Facai’ looks disgustingly like human hair, and that is exactly the meaning of its name in Chinese 髮菜: Hair Vegetable.

What is it?
Facai’ is a moss that grows under the sand in the desert. While it is a main produce of Inner Mongolia, ‘facai’ grows virtually in all deserts, from Mexico to Australia. It looks like human hair, which gives it its Chinese name. Its growth is very slow, and only grows best in stormy rainy weather, which occurs rarely in deserts. It serves to bind the sand to the ground so that the sand does not get blown away.

History
No one knows when ‘facai’ entered the Chinese diet. Its first written record dates only from AD 1611 during the Qing dynasty. But there are sporadic hints of its consumtion that date further back: with ancient names like Longxucai 龙须菜 (dragon’s hair vegetables), and the legend that during the Han dynasty (140BC), an exiled general named Su Wu 苏武 relied on this to survive in the desert for 19 years.
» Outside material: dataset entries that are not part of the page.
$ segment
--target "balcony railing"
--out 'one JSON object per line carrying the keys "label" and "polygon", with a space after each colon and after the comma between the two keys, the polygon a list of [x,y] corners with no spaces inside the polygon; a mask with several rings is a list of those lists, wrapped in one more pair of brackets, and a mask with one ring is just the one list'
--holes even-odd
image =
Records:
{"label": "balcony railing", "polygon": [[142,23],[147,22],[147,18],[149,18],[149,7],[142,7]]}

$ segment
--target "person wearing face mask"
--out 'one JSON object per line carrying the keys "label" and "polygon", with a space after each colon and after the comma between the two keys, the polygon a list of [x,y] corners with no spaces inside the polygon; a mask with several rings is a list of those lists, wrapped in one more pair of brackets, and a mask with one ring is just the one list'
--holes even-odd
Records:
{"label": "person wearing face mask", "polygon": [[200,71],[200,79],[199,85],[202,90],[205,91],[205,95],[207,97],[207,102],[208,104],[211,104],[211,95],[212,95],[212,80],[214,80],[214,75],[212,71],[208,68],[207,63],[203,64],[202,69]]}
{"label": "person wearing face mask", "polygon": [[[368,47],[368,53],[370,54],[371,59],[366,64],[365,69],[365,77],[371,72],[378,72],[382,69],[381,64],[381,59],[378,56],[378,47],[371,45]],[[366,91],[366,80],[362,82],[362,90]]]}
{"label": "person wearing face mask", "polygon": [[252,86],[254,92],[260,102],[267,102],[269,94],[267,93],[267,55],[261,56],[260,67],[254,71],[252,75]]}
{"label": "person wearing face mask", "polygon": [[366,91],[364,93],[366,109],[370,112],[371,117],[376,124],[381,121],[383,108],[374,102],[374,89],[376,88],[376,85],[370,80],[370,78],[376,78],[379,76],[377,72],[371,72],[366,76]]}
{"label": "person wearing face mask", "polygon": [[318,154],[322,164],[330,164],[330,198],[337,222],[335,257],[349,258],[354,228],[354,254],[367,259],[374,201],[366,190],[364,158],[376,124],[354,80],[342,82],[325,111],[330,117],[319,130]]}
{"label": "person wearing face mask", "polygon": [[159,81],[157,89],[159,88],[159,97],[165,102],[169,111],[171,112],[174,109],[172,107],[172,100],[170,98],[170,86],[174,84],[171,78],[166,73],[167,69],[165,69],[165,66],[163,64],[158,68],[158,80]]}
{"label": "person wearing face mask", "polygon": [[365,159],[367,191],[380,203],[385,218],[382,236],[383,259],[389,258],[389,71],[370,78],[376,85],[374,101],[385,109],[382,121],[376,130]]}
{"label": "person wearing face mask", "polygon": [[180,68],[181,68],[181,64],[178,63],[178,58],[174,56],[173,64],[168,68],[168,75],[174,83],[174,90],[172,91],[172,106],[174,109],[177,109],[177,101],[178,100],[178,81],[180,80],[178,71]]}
Another curious phenomenon about its consumption is that only south coastal Chinese eat it, despite it being a northern desert moss.
Because of its rareness for southern Chinese, ‘facai’ is considered a delicacy, and only eaten during the Chinese New Year. On top of that, ‘facai’ sounds exactly like ‘facai’ 发财 (to get rich), so it is touted as the ‘first vegetable’ one should eat on the first day of Chinese New Year, so that one will really strike it rich.

Ecological disaster

With the economic rise of China, more and more Chinese gain access to traditional ‘delicacies’. In order to produce 75g-125g of ‘facai’, 10 acres of deserty grassland will have to be ploughed and destroyed, and the profit margin is only 40 Chinese Yuan (6.5 USD).

The destruction of desert borders for ‘facai’ is one of the reasons for the desertification of northern China. This ecological disaster is so bad, that it is illegal since 2000 to pick ‘facai’ in China.

Other sources

Real facai now comes from other countries where the threat of desertification is not an issue. Otherwise, cultivated facai is also available, despite lacking its main medicinal properties: wild ‘facai’ can reduce hypertension while cultivated ones cannot. No one knows why.

Synthetic facai has also flooded the market and are made with all sorts of material. Chinese authorities have issued warnings about fake facai: they do not only not taste like facai, behave like facai when cooked, the colouring is toxic.

Otherwise, fake facai made from seaweed is harmless, it just does not taste like the real thing.